Apparently it was World Philosophy Day yesterday. To celebrate, several philosophers asked themselves where we're going and "Are we there yet?" Brian Leiter recommends this essay by Matti Eklund, so I read that first. Eklund argues, plausibly to my mind (though see here for some skepticism about Eklund's claims), that philosophy moves not according to where the best arguments lead but away from programs that come to seem sterile and toward programs that promise to bear fruit. "Sterile" here means, I suppose, something like boring and pointless, which is surely how the whole of philosophy seems to many undergraduates (and others). And I wonder whether this is connected somehow to the fact that undergraduate essays are often so hard to read properly, to engage with. Are we all just pretending to care about ideas and arguments, when what we really care about is something more social? By which I mean the kind of tribalism involved in analytic vs continental 'debates' (and others between consequentialists and non-consequentialists, resolute Wittgensteinians and non-resolute Wittgensteinians, etc.), the concern with pedigree that we see all too often, and the desire to be entertained (by exciting new theories). It's not as if theories and arguments (and wise insights and grammatical reminders, etc.) are irrelevant, but they seem to be a little more off to the side than we like to pretend.
So what's in the middle, not off to the side? And so what? "Interesting" work in philosophy often seems to be work that expands the empire of one's own interests (e.g., by applying a theory you like to some new area) or strengthens one's own position in relation to rival positions (by attacking them, defending yours, or both). I don't think it's all politics (but then I wouldn't, would I?), but it's hard to deny that it's more political, more a matter of power plays, than it's meant to be. Students don't have a position to defend, though, so why should they care? I think grading can be hard because it's hard to focus on what each student is saying. And that's because many of them aren't really saying anything in their papers. They're just parroting what others have said, or trying to play the game without having yet mastered it. There is something to be said for getting students to think abstractly about things of no immediate concern to themselves. But there's also something to be said for relevance to actual problems of life (to steal a phrase).
Somehow questions about the teaching of philosophy, the philosophy profession, and philosophy itself all seem to me to come together here. In the profession I think it's important to try to resist mere tribalism (without ceasing to have opinions in the process), to resist the power of mere pedigree (without kidding oneself that people educated at Chicago or Pittsburgh or Oxford are no good), and to resist the lure of the exciting and new. Which all means, I suppose, being open-minded, focusing on the quality of ideas (or maybe just their truth), and being somewhat conservative (or just skeptical about what might be fads). This is how philosophy ought to be done, I think, how the profession ought to work (for instance, pedigree and working on hot topics ought to count for nothing in the job market), and what we ought to be teaching our students (i.e. open-mindedness, love of truth, skepticism). Perhaps no one would disagree. But it doesn't seem to be how things are actually done in reality. And I'm not sure how much fruit this kind of approach would bear, at least in terms of anything that looked like progress.

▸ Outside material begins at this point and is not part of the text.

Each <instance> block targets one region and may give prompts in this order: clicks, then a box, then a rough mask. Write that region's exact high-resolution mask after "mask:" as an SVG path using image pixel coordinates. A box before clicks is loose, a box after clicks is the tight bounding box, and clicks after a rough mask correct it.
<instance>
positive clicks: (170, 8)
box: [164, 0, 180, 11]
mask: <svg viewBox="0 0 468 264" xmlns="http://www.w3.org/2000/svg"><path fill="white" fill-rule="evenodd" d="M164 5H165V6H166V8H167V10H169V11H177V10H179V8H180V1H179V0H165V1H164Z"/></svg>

(Would this make grading student papers any easier? Probably not, if only because it's already pretty much what/how I try to teach. But if I thought about it more I might try less to get them to take a side on some debate and try more to teach them some basics of logic or to engage with a specific issue. The latter is not easy in an introductory or survey course, but it's what I try to do when I teach applied ethics. Maybe I should move all my teaching in that direction.)